Dom spends twenty unnecessary minutes in the shower, and Orlando changes his clothes three times because he hasn't worn everything yet and doesn't want anyone to say he packs too much. They watch Indian music videos in Elijah's room until eleven, at which point it switches to import porn. Orlando orders samosas and lassi from room service and eats on Elijah's bed, getting crumbs everywhere. "That's really kind of gross," Dom says, because the samosas are spicy and the lassi is sweet, but Orlando just shrugs. He doesn't offer to share, and neither Dom nor Elijah want him to.
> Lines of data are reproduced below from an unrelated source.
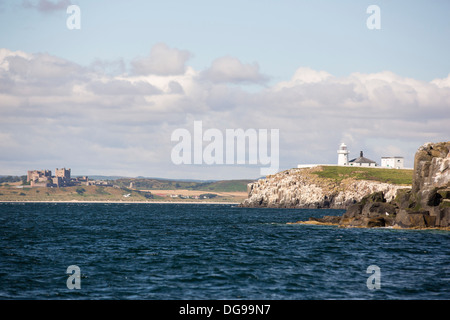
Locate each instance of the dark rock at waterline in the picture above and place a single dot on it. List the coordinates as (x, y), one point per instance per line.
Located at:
(426, 205)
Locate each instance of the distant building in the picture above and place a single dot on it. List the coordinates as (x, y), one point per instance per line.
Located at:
(343, 155)
(362, 161)
(40, 178)
(44, 178)
(392, 162)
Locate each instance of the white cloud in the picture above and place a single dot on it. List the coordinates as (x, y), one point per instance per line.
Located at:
(161, 61)
(54, 112)
(230, 69)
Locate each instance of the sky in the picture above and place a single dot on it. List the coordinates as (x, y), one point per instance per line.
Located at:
(107, 97)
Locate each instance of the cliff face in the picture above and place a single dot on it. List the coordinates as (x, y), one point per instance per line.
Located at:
(301, 188)
(426, 205)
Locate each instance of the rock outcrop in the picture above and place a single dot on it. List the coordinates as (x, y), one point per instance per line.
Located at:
(425, 205)
(301, 188)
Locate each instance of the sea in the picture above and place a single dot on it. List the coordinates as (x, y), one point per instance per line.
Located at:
(160, 251)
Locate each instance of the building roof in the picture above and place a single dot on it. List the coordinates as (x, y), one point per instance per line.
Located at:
(362, 159)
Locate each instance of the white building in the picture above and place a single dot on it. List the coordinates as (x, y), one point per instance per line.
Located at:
(362, 162)
(343, 155)
(392, 162)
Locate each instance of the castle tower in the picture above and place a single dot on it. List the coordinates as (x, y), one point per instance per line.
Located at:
(343, 155)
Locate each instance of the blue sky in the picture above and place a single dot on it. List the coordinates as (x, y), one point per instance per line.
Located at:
(137, 70)
(279, 35)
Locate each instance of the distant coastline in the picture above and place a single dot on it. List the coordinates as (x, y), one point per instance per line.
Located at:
(118, 202)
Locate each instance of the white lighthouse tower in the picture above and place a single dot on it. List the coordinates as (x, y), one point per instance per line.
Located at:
(343, 155)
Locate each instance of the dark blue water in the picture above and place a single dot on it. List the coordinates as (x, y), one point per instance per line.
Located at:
(188, 251)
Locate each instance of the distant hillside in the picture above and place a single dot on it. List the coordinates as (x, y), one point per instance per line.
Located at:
(325, 187)
(393, 176)
(162, 184)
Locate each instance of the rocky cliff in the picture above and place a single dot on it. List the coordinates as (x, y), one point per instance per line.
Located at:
(425, 205)
(301, 188)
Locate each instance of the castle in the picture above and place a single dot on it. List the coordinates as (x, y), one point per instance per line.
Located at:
(44, 178)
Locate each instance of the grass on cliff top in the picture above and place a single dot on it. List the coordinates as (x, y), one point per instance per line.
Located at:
(394, 176)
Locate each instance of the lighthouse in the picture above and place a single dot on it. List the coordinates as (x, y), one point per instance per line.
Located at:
(343, 155)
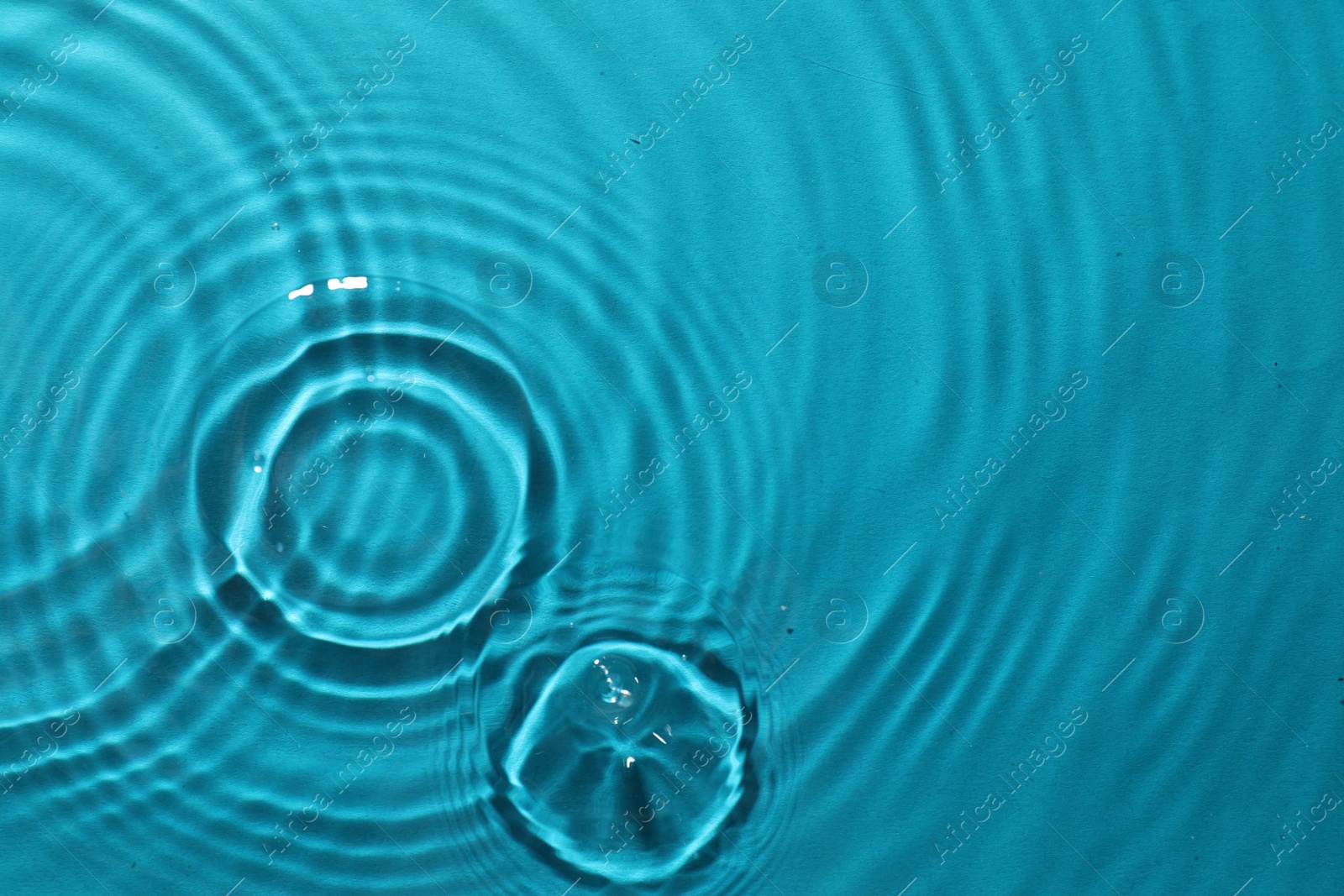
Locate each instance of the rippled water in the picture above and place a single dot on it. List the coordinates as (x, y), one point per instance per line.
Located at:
(784, 448)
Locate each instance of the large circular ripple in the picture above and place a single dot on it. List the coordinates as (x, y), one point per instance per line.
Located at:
(369, 456)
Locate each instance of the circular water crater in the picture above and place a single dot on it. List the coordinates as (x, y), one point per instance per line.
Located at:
(370, 457)
(628, 762)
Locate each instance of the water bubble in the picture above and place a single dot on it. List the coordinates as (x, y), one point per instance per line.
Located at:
(629, 801)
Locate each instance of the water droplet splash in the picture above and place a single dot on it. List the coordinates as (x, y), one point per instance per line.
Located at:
(597, 774)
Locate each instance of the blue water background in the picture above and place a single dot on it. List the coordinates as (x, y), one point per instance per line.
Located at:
(933, 405)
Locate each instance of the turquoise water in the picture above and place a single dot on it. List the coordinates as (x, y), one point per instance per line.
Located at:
(786, 448)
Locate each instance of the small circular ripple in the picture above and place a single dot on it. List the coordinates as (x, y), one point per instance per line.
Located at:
(371, 463)
(631, 734)
(616, 741)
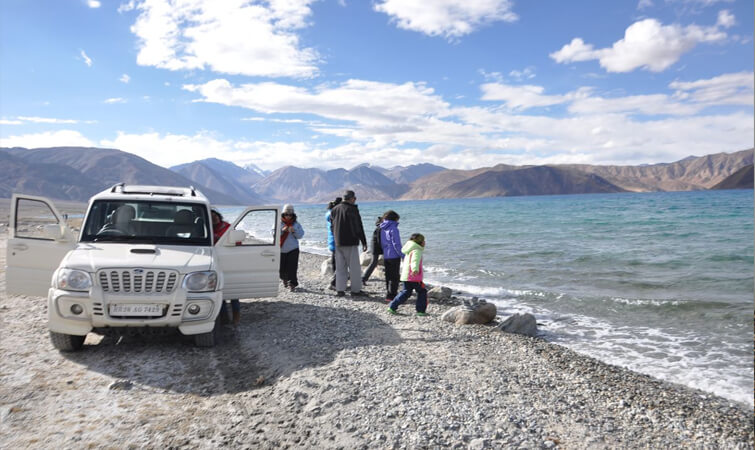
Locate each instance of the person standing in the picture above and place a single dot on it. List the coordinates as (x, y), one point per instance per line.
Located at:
(348, 232)
(377, 250)
(332, 242)
(412, 276)
(291, 232)
(390, 242)
(219, 227)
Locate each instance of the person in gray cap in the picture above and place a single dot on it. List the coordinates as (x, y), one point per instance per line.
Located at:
(291, 232)
(348, 233)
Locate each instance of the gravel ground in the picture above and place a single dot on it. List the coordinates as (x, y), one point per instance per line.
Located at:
(310, 370)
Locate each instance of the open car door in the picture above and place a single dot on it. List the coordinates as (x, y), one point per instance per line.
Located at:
(249, 254)
(38, 239)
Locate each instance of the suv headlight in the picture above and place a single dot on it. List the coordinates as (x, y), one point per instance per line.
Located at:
(201, 281)
(73, 280)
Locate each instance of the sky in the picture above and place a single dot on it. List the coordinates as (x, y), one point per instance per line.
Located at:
(338, 83)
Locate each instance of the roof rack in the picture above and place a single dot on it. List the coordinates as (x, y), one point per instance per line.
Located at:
(154, 190)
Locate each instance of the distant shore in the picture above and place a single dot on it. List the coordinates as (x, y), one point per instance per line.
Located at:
(314, 370)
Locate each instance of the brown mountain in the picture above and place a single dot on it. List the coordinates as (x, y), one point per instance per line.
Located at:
(223, 176)
(693, 173)
(17, 175)
(741, 179)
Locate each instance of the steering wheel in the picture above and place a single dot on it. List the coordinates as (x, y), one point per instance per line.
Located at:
(112, 232)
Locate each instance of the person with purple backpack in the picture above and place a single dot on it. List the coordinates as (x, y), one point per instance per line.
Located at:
(389, 240)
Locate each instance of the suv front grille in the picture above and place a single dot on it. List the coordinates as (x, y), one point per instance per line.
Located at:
(138, 281)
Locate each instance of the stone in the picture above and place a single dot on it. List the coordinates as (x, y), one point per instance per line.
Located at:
(521, 324)
(326, 269)
(473, 311)
(439, 293)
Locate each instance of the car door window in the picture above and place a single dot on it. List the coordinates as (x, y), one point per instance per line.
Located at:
(259, 226)
(31, 218)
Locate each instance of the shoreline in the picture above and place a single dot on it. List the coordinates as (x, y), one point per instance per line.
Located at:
(310, 369)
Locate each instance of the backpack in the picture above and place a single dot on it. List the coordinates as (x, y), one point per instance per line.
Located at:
(377, 244)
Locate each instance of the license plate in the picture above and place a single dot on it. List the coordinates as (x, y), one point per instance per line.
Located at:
(136, 310)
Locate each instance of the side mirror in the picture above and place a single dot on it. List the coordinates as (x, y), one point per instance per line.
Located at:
(235, 238)
(52, 232)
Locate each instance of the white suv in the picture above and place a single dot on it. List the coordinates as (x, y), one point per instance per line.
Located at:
(144, 258)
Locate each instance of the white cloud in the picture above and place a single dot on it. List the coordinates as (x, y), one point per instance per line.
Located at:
(726, 19)
(61, 138)
(448, 18)
(644, 4)
(647, 44)
(368, 103)
(726, 89)
(527, 73)
(524, 96)
(382, 119)
(178, 149)
(230, 36)
(87, 60)
(656, 104)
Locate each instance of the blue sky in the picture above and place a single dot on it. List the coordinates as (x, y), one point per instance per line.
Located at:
(337, 83)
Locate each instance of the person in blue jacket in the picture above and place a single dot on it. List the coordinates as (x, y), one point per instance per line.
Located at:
(291, 232)
(390, 242)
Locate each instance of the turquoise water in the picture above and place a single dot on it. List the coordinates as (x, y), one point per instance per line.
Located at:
(661, 283)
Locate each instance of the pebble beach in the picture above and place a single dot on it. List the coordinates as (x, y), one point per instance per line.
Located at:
(312, 370)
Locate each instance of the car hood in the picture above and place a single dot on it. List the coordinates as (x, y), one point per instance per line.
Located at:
(93, 257)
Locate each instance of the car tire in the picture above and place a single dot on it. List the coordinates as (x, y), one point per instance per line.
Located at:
(66, 342)
(205, 339)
Dom flips channels until he finds a Bollywood movie, which he mutes and voices over. He loses interest halfway through and starts packing, because his flight to London leaves earlier than Elijah and Orlando's flight to LA. He isn't really paying attention to what he's packing, and Elijah can see himself getting a huge package of his clothes back from Dom in a few months. Dom misplaces his passport and finds it in a pair of Orlando's pants, and Orlando whines, "I don't want to leave." Dom kisses the top of his head and calls a cab for five thirty. Bollywood turns into snow, eventually, and Orlando drags Elijah outside to the balcony for a smoke. They're up four storeys-- three higher than the average building in the area, before the city grows into high-rise. The lights are out across the city, because it's late, so late that Elijah doesn't even know what time it is, and it looks like an illusory span of hills below. It makes him dizzy just looking down. There's no moon, hidden by cloud cover, and the only way Elijah can tell that Orlando is still with him is the sound of his breathing and the faint glow of his cigarette. When Elijah finishes his cigarette, he stubs it out against the iron railing and flicks it out into the darkness. He turns to go back inside, but Orlando catches his wrist and says again, "I don't want to leave." This time he's speaking close in Elijah's ear, and Elijah shivers, even though it's still hot out and never stopped being so. "Yeah," he says, and Orlando kisses the corner of his mouth and lets him go.
Fifteen minutes to boarding, Dom pulls them into a hug and Orlando says, "you're a big fuckin' sap, directions boy." Dom murmurs, "shut up," and Elijah laughs and hugs harder. "We're doing this again, some time," Orlando says, after a moment. "With you?" Dom asks. Orlando nods and smiles blearily, and Dom says, "Who's the big fuckin' sap now?" Just before the flight boards, Orlando pulls Dom out of Elijah's earshot and whispers fervently to him. Making promises, Elijah thinks, that he has no way to keep. He'll do the same with Elijah, too, but Elijah won't believe him. Some things are better left dark and exotic and mysterious.